Louis-Hippolyte La Fontaine*, qui apparaissait de plus en plus comme le successeur de Papineau, ne pouvait se passer de l’appui d’un journal. Ses organisateurs entrèrent donc en contact avec Duvernay, reconnu pour ses talents et son efficacité à la direction d’un journal, et l’invitèrent à ressuciter la Minerve. Après avoir tergiversé un certain temps, Duvernay accepta l’offre et revint à Montréal en 1842. Le 9 septembre, la Minerve recommençait à paraître en proclamant qu’elle ne dévierait pas de ses anciens principes, mais se prêterait aux circonstances où se trouverait le pays. Tout en protestant contre certaines injustices de l’Acte d’Union, le journal soutint le parti réformiste de La Fontaine et le principe de la responsabilité ministérielle. N’imprimant plus de livres dans son atelier, désormais installé au coin des rues Saint-Vincent et Sainte-Thérèse, Duvernay concentra ses efforts sur la publication de la Minerve, qui redevint, comme auparavant, le journal de langue française le plus important et le plus influent de Montréal, et sur l’organisation de l’Association Saint-Jean-Baptiste. Au début de 1843, on l’avait prié de remettre sur pied cette société. Il n’existe aucun document qui prouve l’existence d’une telle société avant la rébellion. En 1834, Duvernay avait institué une fête nationale et organisé un banquet, non une société. Pourtant, les Montréalais parlèrent en 1843 de la réorganisation d’une société. Le 9 juin de cette année-là, à l’instigation de Duvernay, l’Association Saint-Jean-Baptiste de Montréal fut constituée lors d’une imposante assemblée tenue au marché Sainte-Anne. Nommé commissaire ordonnateur, Duvernay reçut ainsi un poste clé qui, tout en mettant entre ses mains la responsabilité des affaires courantes, lui permit de donner à la société ses lignes directrices et ses buts. La charte, obtenue en 1849, stipulait que cette société de bienfaisance avait été établie dans le but d’aider et de secourir les personnes d’origine française et de contribuer à leur progrès moral et social. L’Association Saint-Jean-Baptiste de Montréal comptait dans ses rangs la plupart des notables canadiens-français, dont beaucoup étaient d’anciens patriotes de 1837 ralliés au parti de La Fontaine. Des jeunes, plus radicaux, ne pouvant défendre leurs idées à l’intérieur de l’association de Duvernay, décidèrent de fonder l’Institut canadien de Montréal en 1844 [V. Jean-Baptiste-Éric Dorion*].

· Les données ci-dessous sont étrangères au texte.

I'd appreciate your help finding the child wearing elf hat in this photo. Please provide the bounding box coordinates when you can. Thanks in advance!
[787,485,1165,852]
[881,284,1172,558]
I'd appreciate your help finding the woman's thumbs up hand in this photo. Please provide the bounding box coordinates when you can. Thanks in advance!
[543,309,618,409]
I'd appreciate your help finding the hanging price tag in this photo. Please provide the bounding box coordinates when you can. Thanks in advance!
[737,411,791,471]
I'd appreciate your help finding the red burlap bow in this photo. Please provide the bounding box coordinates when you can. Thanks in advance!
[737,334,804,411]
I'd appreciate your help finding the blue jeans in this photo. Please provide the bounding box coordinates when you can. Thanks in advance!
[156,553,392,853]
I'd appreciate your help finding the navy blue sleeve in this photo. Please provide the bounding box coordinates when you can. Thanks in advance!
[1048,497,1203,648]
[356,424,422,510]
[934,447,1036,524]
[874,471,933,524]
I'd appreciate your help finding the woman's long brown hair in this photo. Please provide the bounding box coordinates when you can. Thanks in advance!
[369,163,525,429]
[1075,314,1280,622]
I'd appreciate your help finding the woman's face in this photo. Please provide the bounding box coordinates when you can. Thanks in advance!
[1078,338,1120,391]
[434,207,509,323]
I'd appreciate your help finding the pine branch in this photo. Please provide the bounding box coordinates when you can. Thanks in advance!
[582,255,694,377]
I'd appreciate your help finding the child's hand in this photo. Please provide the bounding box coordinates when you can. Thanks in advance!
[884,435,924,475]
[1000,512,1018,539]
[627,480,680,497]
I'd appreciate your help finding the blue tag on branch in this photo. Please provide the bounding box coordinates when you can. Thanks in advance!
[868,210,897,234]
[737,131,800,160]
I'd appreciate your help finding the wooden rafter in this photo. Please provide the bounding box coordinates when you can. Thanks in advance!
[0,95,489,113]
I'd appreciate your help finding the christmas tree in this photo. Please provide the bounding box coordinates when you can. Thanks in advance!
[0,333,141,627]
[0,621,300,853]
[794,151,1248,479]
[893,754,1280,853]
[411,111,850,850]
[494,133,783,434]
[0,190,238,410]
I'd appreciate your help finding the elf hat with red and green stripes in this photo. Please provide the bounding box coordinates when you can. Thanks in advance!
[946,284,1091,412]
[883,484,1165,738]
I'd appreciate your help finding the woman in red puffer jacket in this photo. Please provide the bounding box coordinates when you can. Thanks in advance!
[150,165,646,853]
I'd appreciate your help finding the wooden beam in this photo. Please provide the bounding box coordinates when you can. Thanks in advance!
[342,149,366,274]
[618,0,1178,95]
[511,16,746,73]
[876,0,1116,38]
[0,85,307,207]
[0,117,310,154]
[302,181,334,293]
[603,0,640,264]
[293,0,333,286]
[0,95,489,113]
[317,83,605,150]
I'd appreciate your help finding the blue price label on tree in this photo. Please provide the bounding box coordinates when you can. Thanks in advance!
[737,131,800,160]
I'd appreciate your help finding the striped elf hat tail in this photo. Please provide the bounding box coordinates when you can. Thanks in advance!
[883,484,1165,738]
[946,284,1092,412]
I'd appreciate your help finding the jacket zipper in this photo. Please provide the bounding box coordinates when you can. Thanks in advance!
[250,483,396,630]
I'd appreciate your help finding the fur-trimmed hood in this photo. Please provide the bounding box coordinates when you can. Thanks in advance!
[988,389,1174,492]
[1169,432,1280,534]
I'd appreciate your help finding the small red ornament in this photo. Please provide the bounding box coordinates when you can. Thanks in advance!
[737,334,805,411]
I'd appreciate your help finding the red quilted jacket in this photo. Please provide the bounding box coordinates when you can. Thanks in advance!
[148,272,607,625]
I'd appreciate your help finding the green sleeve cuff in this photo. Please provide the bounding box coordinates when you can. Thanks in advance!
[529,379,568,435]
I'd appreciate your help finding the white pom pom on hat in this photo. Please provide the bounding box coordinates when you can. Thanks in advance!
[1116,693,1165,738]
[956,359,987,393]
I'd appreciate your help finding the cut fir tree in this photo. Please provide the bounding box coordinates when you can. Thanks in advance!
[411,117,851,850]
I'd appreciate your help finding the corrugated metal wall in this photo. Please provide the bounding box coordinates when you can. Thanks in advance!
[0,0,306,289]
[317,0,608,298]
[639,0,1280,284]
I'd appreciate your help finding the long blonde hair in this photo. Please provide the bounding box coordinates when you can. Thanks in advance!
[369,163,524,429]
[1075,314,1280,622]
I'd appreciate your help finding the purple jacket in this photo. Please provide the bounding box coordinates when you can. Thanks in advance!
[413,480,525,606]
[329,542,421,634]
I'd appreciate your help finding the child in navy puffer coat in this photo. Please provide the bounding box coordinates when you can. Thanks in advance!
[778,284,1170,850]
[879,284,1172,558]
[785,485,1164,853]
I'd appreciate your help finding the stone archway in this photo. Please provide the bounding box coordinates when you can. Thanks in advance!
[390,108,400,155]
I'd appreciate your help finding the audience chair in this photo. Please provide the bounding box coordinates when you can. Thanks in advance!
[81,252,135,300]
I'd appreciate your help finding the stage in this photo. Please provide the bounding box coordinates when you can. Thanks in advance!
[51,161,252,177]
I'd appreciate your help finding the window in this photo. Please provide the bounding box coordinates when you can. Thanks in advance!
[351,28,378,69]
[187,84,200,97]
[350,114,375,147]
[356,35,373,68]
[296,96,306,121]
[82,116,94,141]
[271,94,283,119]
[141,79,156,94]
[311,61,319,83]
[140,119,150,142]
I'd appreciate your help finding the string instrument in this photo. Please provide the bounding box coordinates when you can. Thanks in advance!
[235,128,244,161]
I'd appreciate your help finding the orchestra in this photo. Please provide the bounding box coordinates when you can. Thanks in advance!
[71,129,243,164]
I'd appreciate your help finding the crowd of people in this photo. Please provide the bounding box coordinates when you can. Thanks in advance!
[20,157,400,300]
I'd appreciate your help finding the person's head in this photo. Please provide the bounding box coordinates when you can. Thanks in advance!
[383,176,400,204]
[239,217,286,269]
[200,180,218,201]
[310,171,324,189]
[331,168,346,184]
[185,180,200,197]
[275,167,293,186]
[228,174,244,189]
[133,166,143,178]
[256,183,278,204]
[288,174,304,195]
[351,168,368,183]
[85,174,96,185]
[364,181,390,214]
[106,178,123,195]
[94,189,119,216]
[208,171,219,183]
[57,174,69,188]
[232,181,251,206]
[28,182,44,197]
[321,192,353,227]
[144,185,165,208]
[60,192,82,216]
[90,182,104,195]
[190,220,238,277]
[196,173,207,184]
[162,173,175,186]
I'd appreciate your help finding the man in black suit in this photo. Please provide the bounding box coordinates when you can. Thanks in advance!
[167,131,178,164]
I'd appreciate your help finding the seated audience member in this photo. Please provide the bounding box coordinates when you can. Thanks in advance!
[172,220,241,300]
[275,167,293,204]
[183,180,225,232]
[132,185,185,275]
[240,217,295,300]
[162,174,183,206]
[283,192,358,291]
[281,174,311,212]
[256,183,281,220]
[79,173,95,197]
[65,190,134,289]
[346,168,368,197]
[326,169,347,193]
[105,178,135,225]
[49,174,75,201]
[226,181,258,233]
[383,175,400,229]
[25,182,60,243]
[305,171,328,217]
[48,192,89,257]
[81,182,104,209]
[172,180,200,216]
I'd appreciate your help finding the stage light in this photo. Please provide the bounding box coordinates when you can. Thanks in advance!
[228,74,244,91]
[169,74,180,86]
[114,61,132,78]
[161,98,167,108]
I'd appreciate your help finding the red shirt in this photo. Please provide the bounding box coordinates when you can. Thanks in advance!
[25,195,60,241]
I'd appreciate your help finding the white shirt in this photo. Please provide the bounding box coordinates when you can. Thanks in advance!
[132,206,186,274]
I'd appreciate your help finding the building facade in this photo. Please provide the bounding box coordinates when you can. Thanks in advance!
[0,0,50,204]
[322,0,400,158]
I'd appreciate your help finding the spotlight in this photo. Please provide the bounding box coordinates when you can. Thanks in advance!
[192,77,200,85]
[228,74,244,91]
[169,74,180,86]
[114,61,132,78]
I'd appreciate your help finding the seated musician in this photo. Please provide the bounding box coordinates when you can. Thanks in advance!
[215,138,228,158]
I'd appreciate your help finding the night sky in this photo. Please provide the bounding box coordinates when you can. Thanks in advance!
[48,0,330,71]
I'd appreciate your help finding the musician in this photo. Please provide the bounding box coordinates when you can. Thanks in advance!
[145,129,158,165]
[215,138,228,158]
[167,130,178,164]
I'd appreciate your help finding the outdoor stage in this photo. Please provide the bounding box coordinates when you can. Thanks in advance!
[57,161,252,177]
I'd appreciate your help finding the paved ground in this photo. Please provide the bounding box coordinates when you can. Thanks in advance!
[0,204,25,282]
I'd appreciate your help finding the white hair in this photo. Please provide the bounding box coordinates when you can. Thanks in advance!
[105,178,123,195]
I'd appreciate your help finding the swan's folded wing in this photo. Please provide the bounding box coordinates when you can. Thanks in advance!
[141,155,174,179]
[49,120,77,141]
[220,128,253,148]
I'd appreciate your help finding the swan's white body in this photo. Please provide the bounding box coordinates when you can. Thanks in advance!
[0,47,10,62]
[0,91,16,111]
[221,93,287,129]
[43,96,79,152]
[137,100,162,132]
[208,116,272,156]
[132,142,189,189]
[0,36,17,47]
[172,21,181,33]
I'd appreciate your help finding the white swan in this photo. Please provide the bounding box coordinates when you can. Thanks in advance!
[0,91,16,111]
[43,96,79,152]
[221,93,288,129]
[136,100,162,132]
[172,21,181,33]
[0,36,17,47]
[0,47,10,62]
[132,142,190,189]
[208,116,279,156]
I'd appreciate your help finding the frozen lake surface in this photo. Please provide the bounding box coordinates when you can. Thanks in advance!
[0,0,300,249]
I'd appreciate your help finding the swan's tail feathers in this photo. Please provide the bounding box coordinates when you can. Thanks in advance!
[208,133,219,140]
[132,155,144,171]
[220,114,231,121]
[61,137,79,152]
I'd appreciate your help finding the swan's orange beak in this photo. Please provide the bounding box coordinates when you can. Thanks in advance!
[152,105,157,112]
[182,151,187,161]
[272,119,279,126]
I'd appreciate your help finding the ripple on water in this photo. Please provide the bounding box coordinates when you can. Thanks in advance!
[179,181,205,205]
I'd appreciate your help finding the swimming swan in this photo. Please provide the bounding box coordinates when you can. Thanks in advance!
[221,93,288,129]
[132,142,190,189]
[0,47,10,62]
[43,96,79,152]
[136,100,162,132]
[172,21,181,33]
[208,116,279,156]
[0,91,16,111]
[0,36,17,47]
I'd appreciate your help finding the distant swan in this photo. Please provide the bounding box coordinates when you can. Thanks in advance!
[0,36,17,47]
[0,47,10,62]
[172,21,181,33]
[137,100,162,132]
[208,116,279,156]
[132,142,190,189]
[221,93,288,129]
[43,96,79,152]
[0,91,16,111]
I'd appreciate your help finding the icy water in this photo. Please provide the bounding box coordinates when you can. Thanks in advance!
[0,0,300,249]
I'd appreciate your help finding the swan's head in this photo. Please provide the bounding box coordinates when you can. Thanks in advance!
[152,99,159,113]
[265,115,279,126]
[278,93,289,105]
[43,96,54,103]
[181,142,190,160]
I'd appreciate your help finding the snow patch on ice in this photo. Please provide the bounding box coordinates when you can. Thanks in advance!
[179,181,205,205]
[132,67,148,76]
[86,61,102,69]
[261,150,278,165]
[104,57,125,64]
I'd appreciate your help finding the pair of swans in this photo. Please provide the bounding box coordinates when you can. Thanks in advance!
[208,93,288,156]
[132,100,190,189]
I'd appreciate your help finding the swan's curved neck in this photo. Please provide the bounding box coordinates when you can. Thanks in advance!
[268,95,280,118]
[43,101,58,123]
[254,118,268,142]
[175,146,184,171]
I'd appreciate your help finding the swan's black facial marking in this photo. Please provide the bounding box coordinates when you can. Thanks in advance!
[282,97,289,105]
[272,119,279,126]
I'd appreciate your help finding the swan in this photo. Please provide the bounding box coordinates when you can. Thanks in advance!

En 1848, Papineau, resté fidèle aux principes qu’il avait défendus avant la rébellion, était devenu encombrant pour La Fontaine et ses partisans qui, eux, tentaient de soutirer tous les avantages possibles des nouvelles institutions établies lors de l’entrée en vigueur de l’Acte d’Union. Duvernay, qui partageait l’admiration de Papineau à l’égard des « institutions électives républicaines » des États-Unis, se montrait beaucoup plus conciliant et n’approuvait plus le « radicalisme » de l’ancien chef du parti patriote. « Nous n’aimons pas l’Union, mais nous l’aimons mieux que la dévastation », déclarait la Minerve, qui voyait en Papineau un « grand agitateur ». En 1849, au cours des débats sur le projet d’annexion de la province du Canada aux États-Unis, l’attitude de la Minerve prêta à équivoque. Duvernay admirait le peuple américain et ses institutions. « L’Américain est fier de son pays et il a raison de l’être », avait-il affirmé en 1838, durant son exil. En 1849, il le pensait encore. Le parti réformiste de La Fontaine s’opposant à l’annexion prônée par les « rouges » de l’Institut canadien, Duvernay, un « annexioniste de cœur », selon l’expression d’Hector-Louis Langevin*, était placé dans une situation intenable. Il ne voulait pas déplaire à La Fontaine et ne pouvait s’allier aux membres radicaux de l’Institut canadien et du journal l’Avenir. La Minerve tardait à se prononcer ouvertement sur la question. « L’annexion ne nous a jamais effrayé », affirma finalement le journal de Duvernay le 12 juillet 1849. Ces propos indisposèrent La Fontaine. Quelques jours plus tard, à la suite de certaines pressions, la Minerve se rétracta et affirma : « Nous n’avons pas prétendu nous faire les apôtres de l’annexion. » Ayant besoin de l’appui financier du parti de La Fontaine, Duvernay avait momentanément reculé. La survie de son entreprise en dépendait. D’une façon subtile, il continua de publier des écrits qui soulignaient la prospérité des États-Unis.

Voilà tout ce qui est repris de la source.